The past several years have been a bit of a rollercoaster for potential changes to the regulatory landscape for advisors. In the aftermath of the financial crisis, there was discussion of imposing a fiduciary duty on financial advisors as a part of the Dodd-Frank legislation, though it was ultimately scaled back to just a study on the issue under Section 913. Given that the study confirmed there was widespread confusion on the issue of standards for advisors, the Dodd-Frank legislation also authorized the SEC to promulgate new rules to lift the standard for advisors to one "no less stringent" than the Investment Advisers Act, though at this point it remains to be seen whether such a "uniform fiduciary standard" will ultimately be issued, the terms of its standards, and what organization will be responsible for it, especially given the Registered Investment Adviser industry's opposition to FINRA as a potential regulator.
In this context, the recent release of FINRA's "Report on Conflicts of Interest" is all the more striking, as discussed in today's guest post by regulatory lobbyist and expert Duane Thompson. In its report, FINRA takes a surprisingly candid look at the conflicts of interest rife within the brokerage industry, suggesting many times that brokers may need to adjust their compliance processes and procedures to fit a standard more consistent with the best interests of the customers.
What's notable about this FINRA report is not merely the details of the conflict of interest discussion itself - for which Thompson provides an excellent summary - but the fact that in writing it, we may be witnessing an historic shift in FINRA's positioning on the issue.
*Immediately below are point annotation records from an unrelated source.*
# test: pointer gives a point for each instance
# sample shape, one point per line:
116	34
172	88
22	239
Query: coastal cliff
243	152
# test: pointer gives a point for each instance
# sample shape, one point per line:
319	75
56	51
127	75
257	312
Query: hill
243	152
After all, if the reality is that a fiduciary standard is inevitable, FINRA risks being made irrelevant altogether if it can't demonstrate that it is capable of regulating financial advisors in a future fiduciary world. Accordingly, while the Report on Conflicts of Interest never actually uses the word "fiduciary" even once, it seems clear that FINRA is beginning to take steps to lift the standards for brokers, likely in no small part to help demonstrate that it is capable of regulating a clients'-interests-first fiduciary standard for advice, as FINRA tries once again to position itself as a future regulator of all financial advisors, albeit under what would be a higher uniform standard than what exists today.